Roosevelt's take: Most people can't do it.

He ponders the difficulties internally as he listens to his younger cousin Homer, a wealthier, more educated man with political aspirations, driving west on I-10 during the early '60s. Set in West Texas, the novel tells the story of the family traveling to Arizona to dig up "treasure" supposedly buried with one of their kin, and Roosevelt for a time finds himself riding with Homer in his convertible during their adventure.

This particular quote from Roosevelt Beede in Parks' wonderful book has been ringing in my head, now, for a couple of months:
"The people need good men," Homer says smiling at me. And I know then that he will make a good politician, not a preacher, cause he ain't been called, but a politician, one who ain't been called but, through the force of his own personality, calls others to him. That's largely the difference. A man of God is called by God. A man of the people calls the people. Some men are called by God to lead the people. But that's rare. A man of the people thinks the people are calling him but it's just his own voice, overly loud, shouting his own name and hearing it echo back to him through the open mouths of the people, mouths open in awe and wonder watching a man shout his own name loud. A man of God has his mouth shut until God opens it, forces it open sometimes. And sometimes forces it closed.
Politicians are an easy target, and it'd be simple to focus that quote's venom on the array of stuffed shirts and fools (not exclusive categories) running for Governor, for example, and use Parks' lens to parse their motives.

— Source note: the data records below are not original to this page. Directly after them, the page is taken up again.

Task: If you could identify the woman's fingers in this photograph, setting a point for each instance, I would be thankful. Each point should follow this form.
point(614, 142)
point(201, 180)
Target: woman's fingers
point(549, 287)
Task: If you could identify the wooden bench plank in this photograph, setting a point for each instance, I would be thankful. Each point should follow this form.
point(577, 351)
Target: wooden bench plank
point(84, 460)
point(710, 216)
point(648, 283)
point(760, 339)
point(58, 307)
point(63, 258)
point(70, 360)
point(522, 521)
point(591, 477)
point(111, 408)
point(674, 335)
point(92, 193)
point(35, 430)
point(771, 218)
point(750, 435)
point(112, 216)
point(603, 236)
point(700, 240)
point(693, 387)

But as near-daily public writers, I think bloggers dance the same line every time our fingers strike a keyboard, especially those of us blogging on political or policy topics: Is what I'm doing for me, for my own ego gratification, or is it for some higher purpose? If the latter, is that higher purpose the pursuit of truth, and if not, will the truth be compromised? Every blogger answers such questions, consciously or not, each time they sit down to write. (Parks, BTW, advocates standing while writing - "dancing," actually. She says every writer should try it once before they die.)

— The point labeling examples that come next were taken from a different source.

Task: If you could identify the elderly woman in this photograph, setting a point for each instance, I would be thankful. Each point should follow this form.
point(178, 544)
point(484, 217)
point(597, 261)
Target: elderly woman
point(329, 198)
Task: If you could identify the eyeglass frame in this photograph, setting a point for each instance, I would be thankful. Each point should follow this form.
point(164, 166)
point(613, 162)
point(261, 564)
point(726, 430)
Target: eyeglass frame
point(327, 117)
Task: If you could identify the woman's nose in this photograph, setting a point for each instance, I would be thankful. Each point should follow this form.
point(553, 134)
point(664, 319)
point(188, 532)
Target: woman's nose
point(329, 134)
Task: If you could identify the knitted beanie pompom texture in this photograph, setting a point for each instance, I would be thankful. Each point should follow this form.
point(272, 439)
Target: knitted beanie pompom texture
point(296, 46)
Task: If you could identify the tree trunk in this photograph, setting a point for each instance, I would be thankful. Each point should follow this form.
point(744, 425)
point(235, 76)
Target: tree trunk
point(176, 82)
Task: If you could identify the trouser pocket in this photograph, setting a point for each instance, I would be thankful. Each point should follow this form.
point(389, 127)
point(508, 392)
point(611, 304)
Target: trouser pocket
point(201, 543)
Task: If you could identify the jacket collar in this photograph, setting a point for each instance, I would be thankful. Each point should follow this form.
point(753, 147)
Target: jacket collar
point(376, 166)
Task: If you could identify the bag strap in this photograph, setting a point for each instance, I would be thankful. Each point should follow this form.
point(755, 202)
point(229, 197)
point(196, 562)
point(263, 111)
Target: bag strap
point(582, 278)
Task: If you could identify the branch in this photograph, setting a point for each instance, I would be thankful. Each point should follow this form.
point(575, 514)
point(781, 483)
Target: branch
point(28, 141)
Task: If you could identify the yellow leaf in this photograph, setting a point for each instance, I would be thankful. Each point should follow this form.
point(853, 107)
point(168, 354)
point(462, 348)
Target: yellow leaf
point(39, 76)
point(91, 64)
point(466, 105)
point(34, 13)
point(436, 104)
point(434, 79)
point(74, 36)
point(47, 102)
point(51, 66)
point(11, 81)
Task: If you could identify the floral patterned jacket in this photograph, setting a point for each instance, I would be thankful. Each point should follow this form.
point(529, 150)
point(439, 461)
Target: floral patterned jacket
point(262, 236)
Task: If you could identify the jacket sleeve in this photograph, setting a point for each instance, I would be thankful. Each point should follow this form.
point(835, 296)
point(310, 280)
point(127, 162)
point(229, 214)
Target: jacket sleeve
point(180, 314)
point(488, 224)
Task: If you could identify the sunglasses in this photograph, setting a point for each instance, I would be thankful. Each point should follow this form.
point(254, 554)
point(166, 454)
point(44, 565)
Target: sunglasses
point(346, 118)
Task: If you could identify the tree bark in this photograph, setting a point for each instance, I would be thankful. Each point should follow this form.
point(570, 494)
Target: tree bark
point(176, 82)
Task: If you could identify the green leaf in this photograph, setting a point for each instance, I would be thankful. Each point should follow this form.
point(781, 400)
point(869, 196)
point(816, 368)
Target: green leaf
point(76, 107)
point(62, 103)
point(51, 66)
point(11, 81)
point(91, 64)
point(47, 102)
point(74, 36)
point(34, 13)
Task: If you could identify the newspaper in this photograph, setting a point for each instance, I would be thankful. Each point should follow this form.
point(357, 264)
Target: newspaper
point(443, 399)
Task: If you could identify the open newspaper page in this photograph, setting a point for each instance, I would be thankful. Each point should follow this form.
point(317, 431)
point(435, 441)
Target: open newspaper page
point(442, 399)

That said, neither can others answer those questions for the blogger - not the most sympathetic fan nor the harshest critic. One's motives are one's own and frequently more complicated, even, than the writer understands.

For people who generate as much prose as I do on Grits, writing is essentially a compulsion, if we are to be honest. Though it's not an original sentiment, I tell young folks who ask me how to write professionally that they shouldn't if they have any choice. A wise person would never undertake the task unless the compulsion to write is simply so great they cannot not write - that's the only reason to endure the negative aspects of the hazard-filled, isolating life choice that is truth-telling in print.

Parks' prose challenges us to go further, to ask, what is that compulsion's source, and is it healthy and good for everyone or indulgent and narcissistic? Is it self-promoting, or morally and spiritually grounded? A meaningless dalliance or a calling?

As "grassroots media," blogs almost by definition style themselves as the "voice of the people." But don't even, perhaps especially, the most popular bloggers risk that the people's affirmation is really "just his own voice, overly loud, shouting his own name and hearing it echo back to him through the open mouths of the people, mouths open in awe and wonder watching a man shout his own name loud"?

Some days, that's true for all of us. But I'd like to think that, on our best days, bloggers are doing something more important and better than that - providing a reflection on the world instead of a reflection, merely, of our own self-involvement.

Down on the end of the long tail where Grits for Breakfast, Huevos Rancheros and most other blogs reside, certainly there's room for many motives - to co-opt a phrase from Mao: Let a thousand flowers bloom. In one sense there are no bad reasons for blogging, but I often feel there are many unexamined ones, sometimes my own included.